Back to school fear
There can be no moment more melancholic than the last day of the summer holidays when you are twelve years old and must the next day begin a new year at a new secondary school. The sick feeling at the pit of the stomach recurs like those nightmares where one is sitting in an examination hall with a paper file with questions on subjects never studied. The prospect loomed like a dark cloud, overshadowing the whole summer.
Wandering the cemetery today, swapping memories with those whose names filled the dramatis personae pages of our village life, I wondered if they had disliked school much as I?
‘Ackie, you were my second cousin twice removed weren’t you? Isn’t that right, my grandfather’s second cousin? I used to see you around all the time, it’s amazing to think you’ve been gone thirty-three years. Did you like school? When you walked up Field Road to the village at the beginning of September, did you ever feel sick about the new term starting? Wouldn’t you have preferred to be back on your farm?’
‘And Bert, what about you? I remember you cycling down the road every morning with the post. Your gravestone doesn’t tell how much you meant to us. You were always smiling and laughing, not a melancholic type. You must have spent long enough at school to have had a job with the post office, but did it never clash with your natural joviality?’

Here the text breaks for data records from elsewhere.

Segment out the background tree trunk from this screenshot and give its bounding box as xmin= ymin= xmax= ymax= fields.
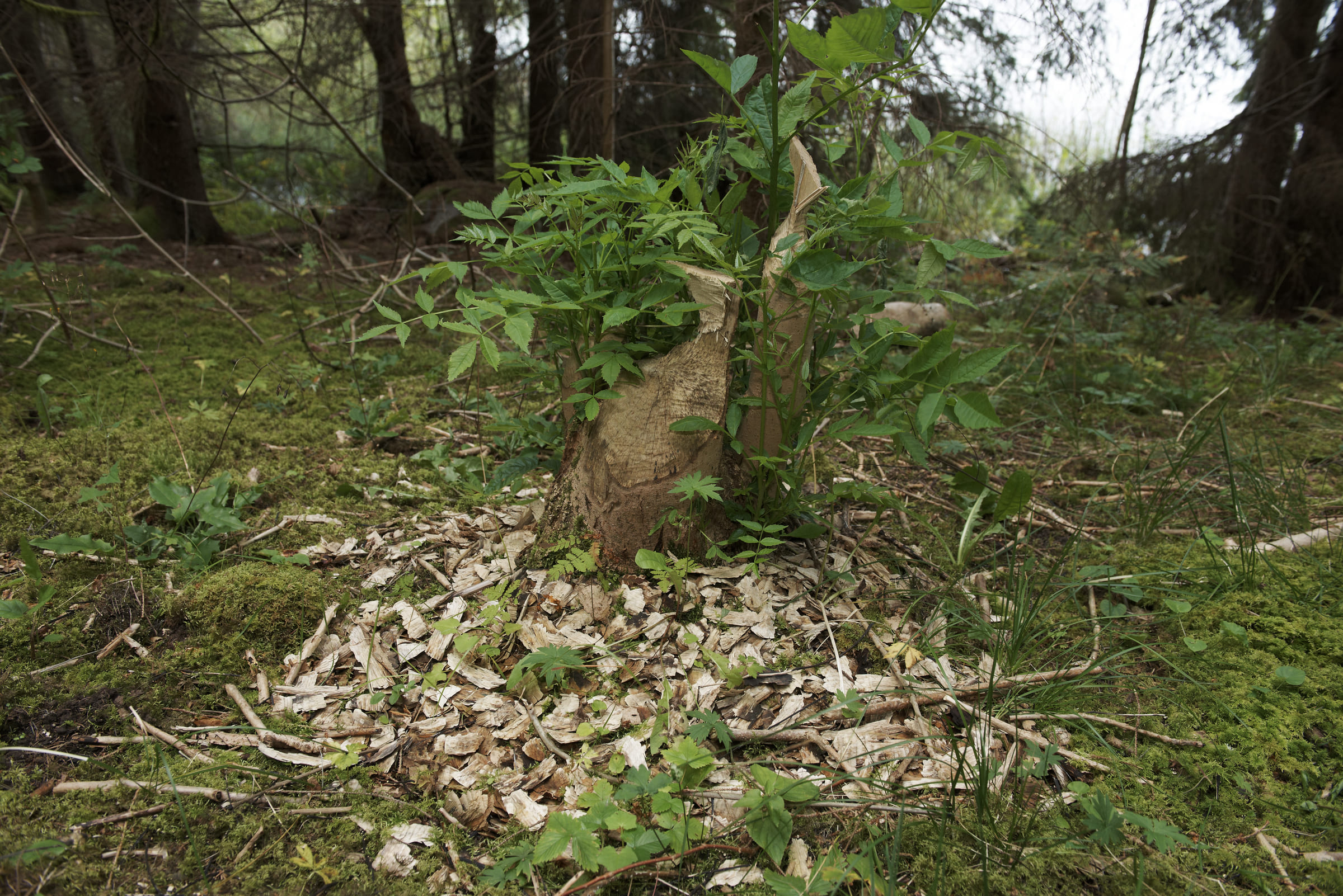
xmin=564 ymin=0 xmax=608 ymax=157
xmin=357 ymin=0 xmax=466 ymax=193
xmin=107 ymin=0 xmax=228 ymax=243
xmin=1260 ymin=10 xmax=1343 ymax=315
xmin=527 ymin=0 xmax=564 ymax=162
xmin=0 ymin=0 xmax=84 ymax=196
xmin=1218 ymin=0 xmax=1326 ymax=293
xmin=458 ymin=0 xmax=498 ymax=181
xmin=60 ymin=0 xmax=133 ymax=196
xmin=537 ymin=264 xmax=741 ymax=572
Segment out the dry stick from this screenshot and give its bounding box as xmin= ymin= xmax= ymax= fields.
xmin=223 ymin=171 xmax=364 ymax=282
xmin=130 ymin=707 xmax=209 ymax=762
xmin=556 ymin=843 xmax=755 ymax=896
xmin=0 ymin=186 xmax=23 ymax=254
xmin=0 ymin=44 xmax=265 ymax=345
xmin=1175 ymin=386 xmax=1232 ymax=445
xmin=728 ymin=728 xmax=857 ymax=774
xmin=229 ymin=825 xmax=266 ymax=865
xmin=15 ymin=320 xmax=60 ymax=370
xmin=70 ymin=802 xmax=168 ymax=830
xmin=1013 ymin=712 xmax=1203 ymax=747
xmin=24 ymin=309 xmax=143 ymax=351
xmin=944 ymin=696 xmax=1109 ymax=771
xmin=285 ymin=603 xmax=340 ymax=684
xmin=1283 ymin=395 xmax=1343 ymax=413
xmin=94 ymin=623 xmax=140 ymax=660
xmin=518 ymin=700 xmax=574 ymax=763
xmin=0 ymin=200 xmax=75 ymax=346
xmin=1255 ymin=828 xmax=1296 ymax=890
xmin=224 ymin=684 xmax=270 ymax=734
xmin=415 ymin=557 xmax=453 ymax=590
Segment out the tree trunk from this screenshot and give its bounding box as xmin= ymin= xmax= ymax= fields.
xmin=1115 ymin=0 xmax=1156 ymax=227
xmin=564 ymin=0 xmax=608 ymax=158
xmin=1218 ymin=0 xmax=1326 ymax=293
xmin=60 ymin=0 xmax=133 ymax=196
xmin=458 ymin=0 xmax=498 ymax=181
xmin=0 ymin=0 xmax=84 ymax=196
xmin=537 ymin=266 xmax=740 ymax=572
xmin=1260 ymin=11 xmax=1343 ymax=315
xmin=527 ymin=0 xmax=564 ymax=162
xmin=356 ymin=0 xmax=466 ymax=193
xmin=738 ymin=137 xmax=826 ymax=456
xmin=107 ymin=0 xmax=228 ymax=243
xmin=732 ymin=0 xmax=779 ymax=73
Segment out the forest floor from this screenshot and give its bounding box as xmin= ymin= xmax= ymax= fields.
xmin=0 ymin=213 xmax=1343 ymax=896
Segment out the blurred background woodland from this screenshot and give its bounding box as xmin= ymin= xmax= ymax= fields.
xmin=0 ymin=0 xmax=1343 ymax=317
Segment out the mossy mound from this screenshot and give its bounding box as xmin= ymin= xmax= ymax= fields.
xmin=165 ymin=563 xmax=339 ymax=649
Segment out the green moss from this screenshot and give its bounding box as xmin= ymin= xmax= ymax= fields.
xmin=165 ymin=563 xmax=331 ymax=647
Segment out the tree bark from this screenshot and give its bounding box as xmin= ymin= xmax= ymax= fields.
xmin=1260 ymin=11 xmax=1343 ymax=315
xmin=738 ymin=137 xmax=826 ymax=456
xmin=0 ymin=0 xmax=84 ymax=196
xmin=60 ymin=0 xmax=133 ymax=196
xmin=1115 ymin=0 xmax=1156 ymax=227
xmin=356 ymin=0 xmax=466 ymax=193
xmin=527 ymin=0 xmax=564 ymax=162
xmin=458 ymin=0 xmax=498 ymax=180
xmin=107 ymin=0 xmax=228 ymax=243
xmin=564 ymin=0 xmax=608 ymax=157
xmin=537 ymin=266 xmax=740 ymax=573
xmin=1218 ymin=0 xmax=1326 ymax=293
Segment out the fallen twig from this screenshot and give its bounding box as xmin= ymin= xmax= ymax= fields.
xmin=1225 ymin=523 xmax=1343 ymax=554
xmin=94 ymin=623 xmax=140 ymax=660
xmin=1013 ymin=712 xmax=1203 ymax=747
xmin=1255 ymin=828 xmax=1296 ymax=890
xmin=517 ymin=700 xmax=574 ymax=763
xmin=130 ymin=707 xmax=209 ymax=762
xmin=556 ymin=843 xmax=755 ymax=896
xmin=285 ymin=603 xmax=340 ymax=684
xmin=946 ymin=696 xmax=1109 ymax=771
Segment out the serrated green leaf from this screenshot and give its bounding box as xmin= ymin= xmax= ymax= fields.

My mobile phone rings; it is the alarm company phoning for the third time in the afternoon to say the Rectory alarm has gone off, the spell is broken. Ackie and Bert were of the generation where it would have been impolite to describe school as anything but the best days of your life – even if the teacher was liberal with the use of violence. I bid a farewell to those whose presence filled every part of village life and engage with the business of phoning an office in Dublin about the alarm problems. The anxious memories conjured by the thoughts of schooldays are dissipated by the engagement with everyday problems.
There were times in student years when a new term was approached with eager anticipation, when the world of school classrooms was something forever put away. Those days were something to miss, but the days in the world of Ackie and Bert were left behind with delight.
Four decades on, it is hard to know why school prompted sick-making apprehension. The school taught lessons well, and was fair in its treatment, it did not deserve to be greeted with such dread. Yet attempting to rationalise thoughts decades later is a fruitless endeavour; lie telling oneself in retrospect that a childhood fear of ghosts was a piece of silliness.
Walking down the road the dreadful realisation sets in, ‘It’s 1st September on Wednesday’. Unwarranted or not, a cloud gathers over the days ahead
School tomorrow. Hurrah (says me). So does one of those going. The other will put up with it.
But where are all those essential bits? Pencil cases? Book bags?
The socks, at least, have been found. Not special socks. Just socks. So that means we can get out the door in the morning anyway.
In my experience the teachers feel the same.
I knew a teacher who taught in a very good Belfast grammar school – well mannered, well motivated, nice kids – and he still declared he sank into depression in mid-August each year.
I know an ex-teacher whose motto was – Never smile before Christmas.
He did tend to have rather tough classes of boys. Many went on to star in the News later on, and not the fluffy final story either – so perhaps the non-smiling approach leaves some room for improvement.
My dad was one of the ‘best days of your life’ proponents then he went to the same school all his high school life I went to 9 schools, 4 high schools and hated every moment. Having said that, my best friend in the world is a girl I went to my last high school with . . and yes, teachers do feel the same way!
I was walking into the parish school alongside a mother and her little girl yesterday – the child was full of enthusiasm! When I started school at a place called Long Sutton, my mother would try to lift me on to the schoolbus and I would put my feet either side of the bus door to try to avoid having to go – I hated it.